The annual fixture of Moving Day takes place on June 1, as the new dairy season begins.
Around 5000 farmers will pack up and move to new farms as employees begin new contracts for the upcoming season.
Clark says even in the face of the extreme weather event Canterbury faced over the weekend, Moving Day must go ahead as usual this year.
"It's not something that can be paused," Clark told The AM Show on Tuesday.
He said despite the name, Moving Day "is not necessarily a single-day event".
"It's something that leads up to the end of the dairy season, share milking staff move to new properties, new jobs and also at the end of the dairy season, particularly in the South Island, a lot of herds move off the dairy platform onto winter grazing blocks, and they have to be walked or trucked to that," he said.
"It's not necessarily a day as such where it's ready, steady go at 8am this morning - it's a process that runs over several days after June 1. But it's not something that will be delayed."

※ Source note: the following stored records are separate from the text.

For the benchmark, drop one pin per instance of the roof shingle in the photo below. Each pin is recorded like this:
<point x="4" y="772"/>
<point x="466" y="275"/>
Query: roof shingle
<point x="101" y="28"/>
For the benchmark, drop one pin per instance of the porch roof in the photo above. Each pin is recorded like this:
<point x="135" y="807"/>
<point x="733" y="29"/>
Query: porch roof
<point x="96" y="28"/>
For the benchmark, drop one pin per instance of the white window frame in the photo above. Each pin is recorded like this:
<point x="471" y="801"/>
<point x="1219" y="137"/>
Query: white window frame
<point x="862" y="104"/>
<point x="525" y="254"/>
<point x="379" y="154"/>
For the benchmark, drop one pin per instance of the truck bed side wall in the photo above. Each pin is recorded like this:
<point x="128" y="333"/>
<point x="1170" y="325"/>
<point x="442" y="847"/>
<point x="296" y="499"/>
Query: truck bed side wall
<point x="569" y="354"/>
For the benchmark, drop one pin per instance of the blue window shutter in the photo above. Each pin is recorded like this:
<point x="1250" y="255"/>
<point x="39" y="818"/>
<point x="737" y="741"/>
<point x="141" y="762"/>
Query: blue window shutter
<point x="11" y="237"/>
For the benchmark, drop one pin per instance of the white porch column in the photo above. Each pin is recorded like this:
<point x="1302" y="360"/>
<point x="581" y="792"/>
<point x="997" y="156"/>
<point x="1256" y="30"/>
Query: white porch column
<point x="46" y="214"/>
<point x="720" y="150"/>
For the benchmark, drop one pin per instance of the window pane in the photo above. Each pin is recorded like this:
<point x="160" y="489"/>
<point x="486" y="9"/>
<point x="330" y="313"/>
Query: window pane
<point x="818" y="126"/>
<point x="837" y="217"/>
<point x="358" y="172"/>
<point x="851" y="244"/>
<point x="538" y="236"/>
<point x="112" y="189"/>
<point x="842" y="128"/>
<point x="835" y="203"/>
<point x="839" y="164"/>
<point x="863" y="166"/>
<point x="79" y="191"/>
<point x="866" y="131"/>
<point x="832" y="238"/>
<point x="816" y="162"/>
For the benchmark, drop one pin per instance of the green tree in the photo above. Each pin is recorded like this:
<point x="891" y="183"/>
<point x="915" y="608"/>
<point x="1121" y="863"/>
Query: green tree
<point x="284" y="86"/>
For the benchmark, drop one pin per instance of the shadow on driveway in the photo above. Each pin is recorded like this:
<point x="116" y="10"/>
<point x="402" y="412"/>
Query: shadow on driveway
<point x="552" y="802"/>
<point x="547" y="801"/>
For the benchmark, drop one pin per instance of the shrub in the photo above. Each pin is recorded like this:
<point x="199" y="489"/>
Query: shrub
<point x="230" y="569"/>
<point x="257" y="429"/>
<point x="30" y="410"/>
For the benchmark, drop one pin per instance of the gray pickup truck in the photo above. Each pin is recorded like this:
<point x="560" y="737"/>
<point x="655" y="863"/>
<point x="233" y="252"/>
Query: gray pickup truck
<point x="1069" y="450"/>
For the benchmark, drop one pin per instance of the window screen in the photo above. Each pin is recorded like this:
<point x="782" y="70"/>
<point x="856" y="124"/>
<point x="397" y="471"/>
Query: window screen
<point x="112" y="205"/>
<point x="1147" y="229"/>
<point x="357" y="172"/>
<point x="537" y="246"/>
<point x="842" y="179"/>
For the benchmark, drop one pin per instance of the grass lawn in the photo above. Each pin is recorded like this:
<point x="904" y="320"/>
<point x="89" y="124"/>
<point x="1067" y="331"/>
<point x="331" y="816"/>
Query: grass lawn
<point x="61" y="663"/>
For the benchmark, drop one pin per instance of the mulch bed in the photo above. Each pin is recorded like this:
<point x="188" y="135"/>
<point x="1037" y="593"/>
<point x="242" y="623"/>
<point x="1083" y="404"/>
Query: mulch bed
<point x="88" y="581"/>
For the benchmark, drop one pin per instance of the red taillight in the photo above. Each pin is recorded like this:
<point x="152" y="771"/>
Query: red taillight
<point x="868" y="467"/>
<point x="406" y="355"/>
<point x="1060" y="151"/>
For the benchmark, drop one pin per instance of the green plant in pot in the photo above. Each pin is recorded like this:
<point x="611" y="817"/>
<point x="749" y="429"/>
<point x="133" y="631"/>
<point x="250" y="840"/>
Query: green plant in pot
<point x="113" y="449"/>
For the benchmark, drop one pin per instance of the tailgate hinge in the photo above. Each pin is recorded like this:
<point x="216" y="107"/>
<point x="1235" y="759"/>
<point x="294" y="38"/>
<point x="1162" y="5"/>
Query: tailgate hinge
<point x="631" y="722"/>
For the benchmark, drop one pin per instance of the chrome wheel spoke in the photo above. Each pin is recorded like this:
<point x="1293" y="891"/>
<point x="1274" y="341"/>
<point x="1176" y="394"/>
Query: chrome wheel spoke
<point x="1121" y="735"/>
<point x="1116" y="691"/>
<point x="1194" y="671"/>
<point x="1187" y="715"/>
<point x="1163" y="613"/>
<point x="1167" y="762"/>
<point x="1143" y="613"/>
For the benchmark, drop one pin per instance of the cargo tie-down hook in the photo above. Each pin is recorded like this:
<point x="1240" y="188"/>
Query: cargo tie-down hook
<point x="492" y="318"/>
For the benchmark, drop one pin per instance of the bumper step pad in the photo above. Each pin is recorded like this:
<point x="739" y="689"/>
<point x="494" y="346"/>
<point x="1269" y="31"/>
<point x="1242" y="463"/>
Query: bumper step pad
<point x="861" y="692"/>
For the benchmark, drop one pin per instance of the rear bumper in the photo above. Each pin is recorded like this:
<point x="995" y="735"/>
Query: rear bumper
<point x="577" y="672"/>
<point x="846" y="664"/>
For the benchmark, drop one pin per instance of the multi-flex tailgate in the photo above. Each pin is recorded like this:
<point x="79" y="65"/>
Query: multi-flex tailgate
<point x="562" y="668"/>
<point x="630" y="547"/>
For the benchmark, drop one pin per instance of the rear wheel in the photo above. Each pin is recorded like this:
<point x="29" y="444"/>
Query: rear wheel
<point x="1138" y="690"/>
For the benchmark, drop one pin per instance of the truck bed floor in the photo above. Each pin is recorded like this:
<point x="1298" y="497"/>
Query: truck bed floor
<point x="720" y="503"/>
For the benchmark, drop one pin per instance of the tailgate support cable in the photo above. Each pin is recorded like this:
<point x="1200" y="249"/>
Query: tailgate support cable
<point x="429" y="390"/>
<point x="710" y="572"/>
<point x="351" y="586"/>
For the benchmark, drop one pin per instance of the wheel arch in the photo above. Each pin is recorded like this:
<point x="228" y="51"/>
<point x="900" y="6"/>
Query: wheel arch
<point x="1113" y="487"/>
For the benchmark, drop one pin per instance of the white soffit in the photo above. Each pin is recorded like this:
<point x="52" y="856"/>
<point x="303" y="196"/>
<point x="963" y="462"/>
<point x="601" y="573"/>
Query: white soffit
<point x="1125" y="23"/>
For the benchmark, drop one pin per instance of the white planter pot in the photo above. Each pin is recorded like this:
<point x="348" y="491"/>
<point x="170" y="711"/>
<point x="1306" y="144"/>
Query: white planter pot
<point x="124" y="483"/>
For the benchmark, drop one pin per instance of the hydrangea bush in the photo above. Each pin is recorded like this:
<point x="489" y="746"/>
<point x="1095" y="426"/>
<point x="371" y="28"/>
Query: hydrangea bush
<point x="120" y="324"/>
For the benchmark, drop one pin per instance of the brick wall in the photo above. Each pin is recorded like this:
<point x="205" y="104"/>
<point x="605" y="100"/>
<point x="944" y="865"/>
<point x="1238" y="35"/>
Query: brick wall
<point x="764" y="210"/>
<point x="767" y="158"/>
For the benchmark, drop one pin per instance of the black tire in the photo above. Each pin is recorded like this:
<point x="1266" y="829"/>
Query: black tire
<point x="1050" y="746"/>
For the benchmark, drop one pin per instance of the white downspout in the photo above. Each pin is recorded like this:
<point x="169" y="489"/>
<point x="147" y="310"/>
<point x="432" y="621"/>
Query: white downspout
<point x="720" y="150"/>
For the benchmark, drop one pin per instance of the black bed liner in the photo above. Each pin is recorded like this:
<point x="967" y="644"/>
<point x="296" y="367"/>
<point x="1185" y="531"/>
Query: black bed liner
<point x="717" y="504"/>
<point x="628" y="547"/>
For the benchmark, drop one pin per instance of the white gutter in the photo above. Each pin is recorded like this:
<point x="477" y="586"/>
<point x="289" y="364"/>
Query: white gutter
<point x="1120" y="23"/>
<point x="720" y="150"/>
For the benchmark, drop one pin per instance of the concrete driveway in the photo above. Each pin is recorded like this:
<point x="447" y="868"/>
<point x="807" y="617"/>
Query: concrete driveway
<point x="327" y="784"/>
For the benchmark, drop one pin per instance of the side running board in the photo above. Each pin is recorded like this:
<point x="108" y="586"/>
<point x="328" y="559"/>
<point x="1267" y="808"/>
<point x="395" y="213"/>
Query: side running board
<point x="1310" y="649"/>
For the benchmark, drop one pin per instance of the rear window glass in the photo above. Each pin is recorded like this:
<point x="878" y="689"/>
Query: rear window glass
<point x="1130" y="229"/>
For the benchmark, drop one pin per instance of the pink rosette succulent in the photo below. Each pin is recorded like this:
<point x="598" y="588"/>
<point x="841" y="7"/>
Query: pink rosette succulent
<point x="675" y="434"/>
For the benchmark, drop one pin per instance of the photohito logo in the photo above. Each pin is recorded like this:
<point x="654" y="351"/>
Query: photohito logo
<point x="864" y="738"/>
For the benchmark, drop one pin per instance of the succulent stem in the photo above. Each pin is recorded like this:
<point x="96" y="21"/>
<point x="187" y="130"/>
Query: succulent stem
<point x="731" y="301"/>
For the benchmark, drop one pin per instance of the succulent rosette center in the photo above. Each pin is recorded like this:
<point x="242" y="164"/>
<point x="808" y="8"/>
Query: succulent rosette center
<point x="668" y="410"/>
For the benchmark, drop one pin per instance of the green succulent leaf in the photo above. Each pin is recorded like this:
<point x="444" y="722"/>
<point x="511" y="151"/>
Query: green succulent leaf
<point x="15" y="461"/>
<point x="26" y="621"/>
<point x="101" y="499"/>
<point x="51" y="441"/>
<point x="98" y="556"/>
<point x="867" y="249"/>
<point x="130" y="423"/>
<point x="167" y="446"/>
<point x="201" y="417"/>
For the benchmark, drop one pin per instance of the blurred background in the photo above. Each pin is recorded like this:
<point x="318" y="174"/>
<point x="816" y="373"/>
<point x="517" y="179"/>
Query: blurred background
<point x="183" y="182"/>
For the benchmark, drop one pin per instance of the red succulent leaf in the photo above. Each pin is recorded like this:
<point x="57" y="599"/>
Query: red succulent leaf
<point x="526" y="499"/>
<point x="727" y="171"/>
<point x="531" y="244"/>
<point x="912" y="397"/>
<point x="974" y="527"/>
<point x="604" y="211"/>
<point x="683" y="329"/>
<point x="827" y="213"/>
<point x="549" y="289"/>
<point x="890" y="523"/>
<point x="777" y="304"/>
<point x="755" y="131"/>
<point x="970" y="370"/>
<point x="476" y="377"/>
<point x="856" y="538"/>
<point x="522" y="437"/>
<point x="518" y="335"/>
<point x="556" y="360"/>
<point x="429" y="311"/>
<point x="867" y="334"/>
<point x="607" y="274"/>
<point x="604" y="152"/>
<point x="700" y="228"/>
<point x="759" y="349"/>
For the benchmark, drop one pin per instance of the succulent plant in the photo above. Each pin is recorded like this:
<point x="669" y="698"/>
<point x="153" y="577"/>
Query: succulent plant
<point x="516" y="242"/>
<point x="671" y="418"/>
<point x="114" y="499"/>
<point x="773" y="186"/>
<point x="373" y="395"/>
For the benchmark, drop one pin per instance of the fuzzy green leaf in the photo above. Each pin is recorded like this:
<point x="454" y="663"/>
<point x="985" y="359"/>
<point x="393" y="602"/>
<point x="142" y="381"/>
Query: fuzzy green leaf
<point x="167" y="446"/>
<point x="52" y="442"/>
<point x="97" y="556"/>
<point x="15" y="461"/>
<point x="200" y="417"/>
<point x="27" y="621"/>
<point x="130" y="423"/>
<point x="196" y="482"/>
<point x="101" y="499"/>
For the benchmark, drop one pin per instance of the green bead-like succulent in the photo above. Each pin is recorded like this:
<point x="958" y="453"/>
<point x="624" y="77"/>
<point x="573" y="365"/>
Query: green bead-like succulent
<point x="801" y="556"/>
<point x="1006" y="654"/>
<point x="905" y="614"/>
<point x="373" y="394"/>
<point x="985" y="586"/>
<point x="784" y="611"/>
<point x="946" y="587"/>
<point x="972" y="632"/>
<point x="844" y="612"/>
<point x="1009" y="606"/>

He said many farm workers who were moving house over the weekend may have been particularly affected by the wild weather.
"They might have finished their last job on Friday afternoon, before this weekend, and then were moving over this weekend ready to start a new job this morning.
"What a mongrel weekend to be shifting house."
Despite the hardship, Clark said the response among the farming community to pull together had been amazing.
It could have been worse
Although on some particular farms, mainly those close to rivers, there were a number of stock losses, Clark says in general losses were not too bad.
"It was well forecast this event, even though the event ended up bigger than the forecast that we saw last week, stock losses have been minimal across the district as a whole," he said.
"If we keep it in context, it's the end of May and in Canterbury we could have just have easily got this quantity of water in the form of snow, and if that had occurred we would have ended up with snow across the plains a metre, a metre-and-a-half deep up through the foothills and there would have been thousands and thousands of animals lost.
"So we probably dodged a little bit of a bullet there."